Below diagram illustrates a simple framework for deciding among co-pilot mode, autonomous AI agent, and AI workflows. Generally speaking, leave the complex and highly ambiguous tasks to humans. It almost seems like common sense, but clearly we need a full Substack post to offset the recent AI Agent hype.
Note, if your job entirely consists of following a standard operating procedure that’s spelled out 100% (which admittedly a lot of white collar workers fall into) in a document, then the case of “autonomous AI agents” replacing you may be stronger.
I will save my detailed views on good AI agent use cases for a future post.
Predictions for the AI Agent Market (and Jobs)
There’s a “tug of war” between humans’ desire to be involved in the creative process, and the desire to save time. For enterprise use cases, I believe the former will win in most cases, since reliability and trust are more important than speed.

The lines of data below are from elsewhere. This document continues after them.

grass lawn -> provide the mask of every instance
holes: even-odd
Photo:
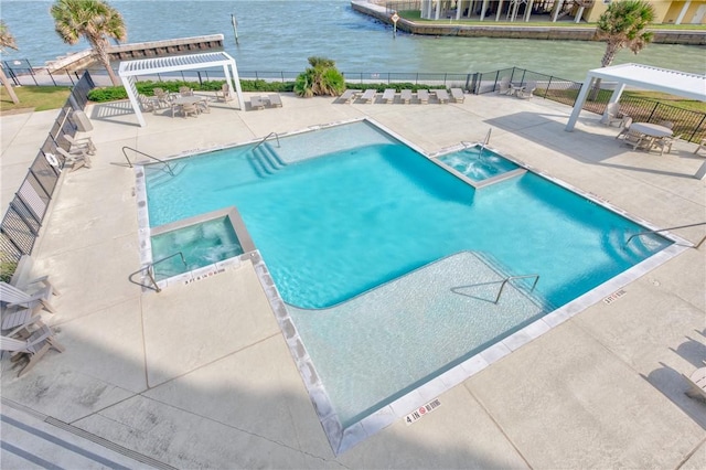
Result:
[[[12,89],[20,103],[13,104],[8,90],[0,86],[0,116],[58,109],[64,106],[71,93],[68,86],[15,86]]]

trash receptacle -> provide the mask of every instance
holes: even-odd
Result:
[[[77,110],[71,114],[71,121],[79,132],[88,132],[93,130],[93,124],[84,111]]]

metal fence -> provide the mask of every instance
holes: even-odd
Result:
[[[61,146],[68,150],[68,142],[62,139],[62,136],[73,137],[76,133],[77,127],[72,121],[72,115],[83,111],[88,102],[88,92],[94,86],[88,72],[75,83],[24,181],[10,202],[0,224],[0,261],[3,264],[3,270],[6,263],[17,263],[22,255],[30,255],[34,248],[46,207],[65,163],[65,159],[56,154],[56,148]]]
[[[468,89],[474,94],[494,93],[500,89],[500,83],[503,78],[510,79],[513,84],[535,82],[537,88],[534,92],[534,96],[568,106],[574,106],[582,85],[579,82],[512,67],[477,74],[472,86]],[[587,99],[582,109],[602,115],[610,95],[610,92],[602,90],[597,99]],[[688,142],[700,142],[702,139],[706,138],[706,113],[680,108],[654,99],[637,98],[627,94],[623,94],[618,103],[620,104],[620,111],[630,116],[633,121],[654,124],[670,121],[674,125],[672,128],[674,136],[678,136],[682,140]]]

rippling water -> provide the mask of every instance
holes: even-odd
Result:
[[[345,73],[490,72],[517,66],[584,79],[600,66],[605,43],[491,38],[431,38],[398,34],[351,9],[350,0],[320,1],[109,1],[125,18],[128,42],[203,34],[225,35],[225,50],[240,71],[301,72],[307,57],[332,58]],[[51,1],[2,0],[2,19],[20,51],[3,60],[28,58],[33,66],[88,47],[64,44],[54,32]],[[238,21],[235,44],[231,14]],[[28,19],[32,21],[28,21]],[[704,47],[651,44],[639,55],[618,54],[616,64],[637,62],[705,73]]]

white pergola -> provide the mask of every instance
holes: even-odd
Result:
[[[616,83],[616,89],[610,97],[610,103],[618,103],[625,86],[654,89],[656,92],[668,93],[670,95],[706,102],[706,75],[670,71],[640,64],[623,64],[593,68],[588,71],[588,75],[586,75],[586,81],[581,86],[578,98],[576,98],[574,110],[571,111],[565,130],[574,130],[574,126],[576,126],[578,115],[581,113],[581,108],[586,103],[586,97],[591,88],[593,78]]]
[[[243,89],[240,88],[240,78],[238,70],[235,65],[235,58],[225,52],[207,52],[204,54],[174,55],[169,57],[140,58],[137,61],[125,61],[120,63],[119,76],[122,85],[128,93],[130,104],[137,116],[137,120],[141,127],[147,126],[145,117],[140,108],[137,87],[135,86],[136,77],[140,75],[157,75],[168,72],[181,72],[203,70],[210,67],[223,67],[223,74],[227,84],[233,86],[235,83],[235,92],[238,97],[239,109],[244,109]]]

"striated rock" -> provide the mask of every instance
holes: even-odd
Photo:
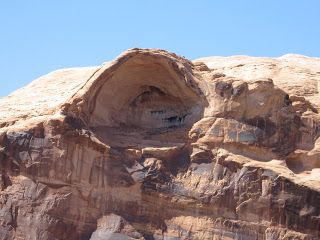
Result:
[[[320,238],[320,59],[131,49],[0,100],[0,239]]]

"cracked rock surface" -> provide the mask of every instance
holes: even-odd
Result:
[[[130,49],[0,99],[0,239],[320,239],[320,59]]]

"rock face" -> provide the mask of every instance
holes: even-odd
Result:
[[[131,49],[0,100],[0,239],[320,239],[320,59]]]

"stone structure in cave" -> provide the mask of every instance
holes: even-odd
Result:
[[[320,238],[320,60],[131,49],[0,99],[0,239]]]

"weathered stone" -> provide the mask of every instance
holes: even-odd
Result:
[[[320,238],[320,60],[131,49],[0,100],[0,239]]]

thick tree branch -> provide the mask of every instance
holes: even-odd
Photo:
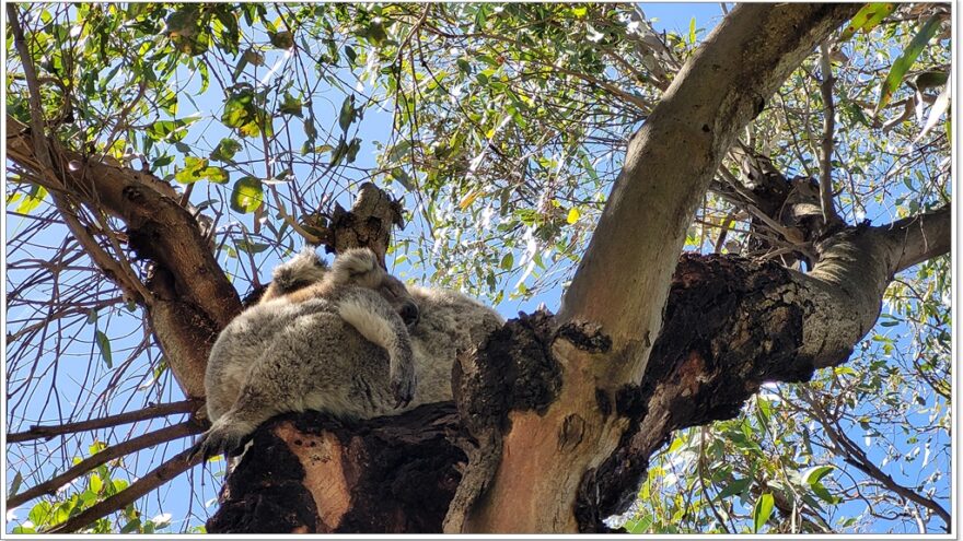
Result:
[[[117,426],[118,424],[134,423],[148,419],[162,417],[173,415],[175,413],[190,413],[200,407],[197,400],[182,400],[179,402],[170,402],[165,404],[149,405],[142,410],[128,411],[117,415],[108,415],[101,419],[91,419],[89,421],[80,421],[77,423],[63,423],[58,425],[34,425],[26,432],[16,432],[7,435],[8,444],[16,444],[20,442],[30,442],[31,439],[51,438],[60,434],[72,434],[74,432],[95,431],[97,428],[106,428],[108,426]]]
[[[464,508],[450,511],[445,531],[580,528],[576,498],[583,477],[594,474],[630,427],[599,402],[613,402],[646,373],[685,230],[722,156],[785,78],[857,10],[740,4],[682,68],[633,138],[562,299],[557,324],[567,331],[550,348],[565,380],[554,402],[546,411],[510,410],[503,425],[473,431],[483,442],[506,433],[503,445],[488,451],[500,462],[492,462],[490,483],[459,487]]]
[[[63,486],[65,484],[79,478],[80,475],[83,475],[84,473],[91,471],[97,466],[107,462],[108,460],[113,460],[115,458],[123,457],[125,455],[129,455],[141,449],[147,449],[148,447],[158,444],[171,442],[177,438],[189,436],[192,434],[197,434],[199,432],[202,432],[202,428],[199,424],[193,421],[187,421],[181,424],[175,424],[173,426],[161,428],[159,431],[150,432],[142,436],[138,436],[132,439],[128,439],[127,442],[107,447],[106,449],[81,460],[63,473],[56,475],[47,481],[44,481],[36,486],[32,486],[21,492],[20,494],[11,496],[7,501],[7,507],[13,508],[25,502],[30,502],[35,497],[43,496],[44,494],[54,494],[55,492],[57,492],[57,489]]]
[[[7,116],[7,156],[20,166],[43,170],[28,143],[35,130]],[[143,299],[152,330],[171,361],[184,392],[204,396],[207,354],[217,333],[241,311],[237,292],[220,269],[197,220],[177,201],[171,186],[155,176],[88,160],[59,150],[59,189],[92,209],[108,212],[128,226],[131,246],[154,261]],[[71,167],[67,167],[67,164]]]
[[[741,4],[727,15],[633,139],[561,321],[596,322],[616,344],[658,332],[672,261],[723,152],[789,72],[857,9]]]
[[[791,271],[775,262],[732,256],[682,257],[673,275],[665,324],[653,345],[645,380],[641,385],[624,386],[611,399],[605,393],[594,397],[597,400],[594,407],[603,412],[604,419],[620,419],[629,426],[615,451],[590,470],[579,485],[576,501],[579,527],[587,531],[603,529],[602,519],[625,510],[638,493],[649,457],[669,442],[673,431],[736,415],[745,400],[765,381],[804,381],[820,366],[845,362],[862,338],[863,321],[872,325],[879,314],[887,280],[878,282],[875,277],[889,275],[886,269],[893,261],[886,256],[893,249],[887,235],[901,232],[903,236],[895,236],[905,238],[903,225],[936,223],[935,217],[948,220],[948,210],[901,221],[896,223],[898,226],[851,227],[839,232],[836,235],[840,239],[825,247],[826,261],[811,273],[815,275]],[[940,255],[935,246],[948,250],[949,244],[936,238],[933,230],[929,227],[933,248],[928,252],[935,257]],[[948,227],[941,231],[949,236]],[[859,249],[854,251],[855,248]],[[862,283],[849,280],[849,270],[867,280]],[[852,287],[868,293],[860,294]],[[427,436],[441,432],[461,438],[467,425],[484,421],[484,411],[498,410],[499,404],[511,402],[511,397],[527,401],[526,397],[544,396],[539,379],[522,374],[530,373],[533,366],[550,365],[547,352],[557,351],[555,344],[559,341],[553,332],[550,318],[527,317],[510,321],[483,344],[479,352],[483,356],[476,365],[496,364],[497,373],[487,377],[497,379],[502,387],[494,387],[495,395],[476,396],[476,402],[468,403],[460,416],[452,415],[448,404],[431,404],[401,416],[366,421],[349,431],[338,423],[320,421],[316,413],[286,415],[266,424],[258,431],[254,446],[239,469],[243,470],[241,477],[229,478],[228,501],[211,519],[209,526],[217,528],[211,531],[439,531],[439,506],[449,502],[452,508],[462,505],[457,495],[452,495],[451,484],[439,483],[439,480],[446,479],[452,467],[464,458],[452,452],[448,440],[431,442]],[[561,336],[567,332],[561,331]],[[847,337],[848,343],[835,338],[839,333]],[[461,376],[459,380],[471,380],[475,376],[479,374]],[[455,389],[456,396],[463,390],[462,387]],[[553,446],[552,452],[584,445],[585,433],[591,428],[579,419],[578,415],[570,417],[565,425],[565,437],[559,446]],[[496,411],[491,421],[501,420]],[[279,426],[286,428],[279,431]],[[375,434],[376,437],[372,437]],[[558,440],[553,434],[544,436]],[[353,443],[348,445],[348,442]],[[478,455],[484,447],[462,446],[467,449],[469,463],[477,463],[472,455]],[[531,452],[527,447],[512,450]],[[295,462],[291,461],[292,452]],[[396,478],[388,480],[375,472],[394,471],[391,468],[397,463],[399,454],[419,457],[419,460],[434,457],[439,461],[416,477],[409,477],[413,472],[406,471],[405,490],[396,490]],[[326,460],[314,460],[315,456],[324,456]],[[276,466],[263,464],[285,464],[287,473],[279,479]],[[464,472],[460,482],[452,481],[459,483],[460,493],[471,477],[478,477],[478,471],[485,470],[484,466],[455,467]],[[497,460],[494,467],[498,468]],[[346,474],[350,471],[371,474],[358,481],[357,477]],[[381,497],[370,498],[371,482],[392,486],[392,494],[382,491]],[[413,486],[432,491],[430,511],[420,498],[419,505],[425,510],[411,507],[407,487]],[[308,492],[314,497],[305,495]],[[287,508],[299,510],[280,517],[272,510],[277,509],[278,498],[293,506]],[[357,517],[368,517],[369,521],[357,520]]]
[[[953,212],[947,204],[935,211],[908,216],[882,227],[894,251],[893,273],[950,251]]]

That said, I am bullish on general “agentic behavior” straightjacketed into procedural programs (”AI workflows”), or the use of exploratory AI agents as plugins inside SaaS or coding IDEs doing well-understood tasks.
Also, I do think that AI agents - while they don’t replace humans directly - will still chew off a lot of small grunt work, and overall act as ongoing headwind for tech job market.
I’ll conclude this post with some predictions I have for the AI agent market in 2025:
AI agents will continue to confuse buyers due to poor messaging (please forward this post to anyone who’s confused): the tech industry seems hell-bent on selling any software that uses LLMs as “AI agents”, even if it does little autonomously and basically indistinguishable from a script or workflow. I expect this to continue because positioning as AI agents allows you to charge more via creating an anchoring on human labor costs. However, I think the truth will also eventually prevail, and customers will progressively become allergic to AI agent messaging.
Companies will always prefer AI workflows over autonomous AI agents: autonomous behavior is not a “feature” - it’s more like an “alternative”. If autonomy can be eliminated, companies will be biased to eliminate it to increase the reliability of the program. Thus, it makes no sense to put “autonomy” in the value proposition.
AI agent startups will struggle to compete with point solutions, at least enterprise: There are several AI BDR, AI SDR startups, etc, that position themselves in the “AI workforce” category, but I am unconvinced that buyers will pay enterprise prices for a glorified Slack bot. Existing CRM or marketing automation companies are theoretically in a much better position to offer these AI agents as a complement.
B2C AI agent market will be very tough, and if anyone wins it, it’s Apple + OpenAI (iOS), or Google: I don’t think niching down works here, because agents are only useful if they are generally useful.